The film is built on these small, highly cinematic moments when a character and his story are constructed out of scraps of dialogue, some mood music, clever montage, and bold scene-setting. The combinations Park finds are poetic. He also shows off tremendous wit in echoing earlier scenes and details later in the movie. The screenplay doesn’t live up to his style, unfortunately. It’s not so much the unusual twists; implausibility is nothing foreign to movies like this. “Chinatown” is as baffling after a handful of viewings as it is after the first. But “Oldboy” hums along beautifully only until Dae-su starts to immerse himself deeper in his own mystery, at which point the burden of exposition overpowers Park’s fleet-footed attempts to sustain the film’s mood and energy. Not only is there too much talking, but the revelations are so starved of inventiveness that they border on the banal. Clearly planned this way, “Oldboy” makes a point of down-scaling the dimensions of its story as part of the mystery. There’s precedence for this. Tarantino built “Pulp Fiction” using similarly everyday, smallish details such as a lost watch, a dirty car, a syringe, and a gangster going out for donuts.  

But Tarantino’s camera in “Pulp Fiction” is actually calm and watchful. Action comes in quick bursts; most of the pyrotechnics are in the dialogue. Park’s style is unsuitable for his story’s prosaic conceits because the editing is much nimbler, his eye for setups more vividly askew. His imagination is visually unrestrained. Tarantino’s films are as <i>written</i> as they are filmed. Park wants to escape the script and exult in a realm of pure motion, gorgeous still shots, and witty montage. “Oldboy” has a speeding pulse that simply laps the script several times over. Frankly, the climactic scene in which Dae-su squares off with his nemesis, which goes on far too long and is engorged with dialogue, is insipid. It makes little sense psychologically and ends the mystery with a thud. Yet Park surprises in the middle of the scene with a fantastic cut-away to the outside while Dae-su is flung against the plate glass window in a fight, or when Dae-su swabs the evil henchman’s ear with a pair of scissors. These are reminders of his considerable talents, and illustrations of how good his films might be were they freed from the constraints of a byzantine plot.

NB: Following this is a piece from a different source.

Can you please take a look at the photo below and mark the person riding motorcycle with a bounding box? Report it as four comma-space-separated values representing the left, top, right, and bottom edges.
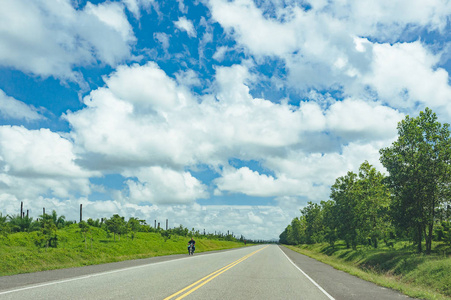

The story is an honorable mess, though. “Oldboy” deserves credit for not only its visual style but its willingness to appropriate various genres of literary storytelling. Park used a variety of models, including the obvious ones like Chandler and Dumas, but also Burroughs, Kafka, and bits of “Oedipus Rex”. (There’s also a subtly placed but rather bald joke: the suicidal girl is reading Sylvia Plath in English a few scenes before her exit.)  Movies like this often devolve into the same old existential riddles, one the same as the last, but Park apparently threw off all the fetters of the noir revenge tale and made a unique, if flawed film. His cross-fertilizations feel natural, never forced. With this, his fifth film, and winner of the Grand Prix at Cannes, Park has announced himself as a major talent. Whether or not he fritters it away on bloated scripts like “Oldboy” remains to be seen, but his dazzling cinematic style is cause for hope. Hard to imagine sitting through repeated viewings of this film, or ever coming to love it, but watching it leaves one with an inescapable conclusion. This is what movies are all about.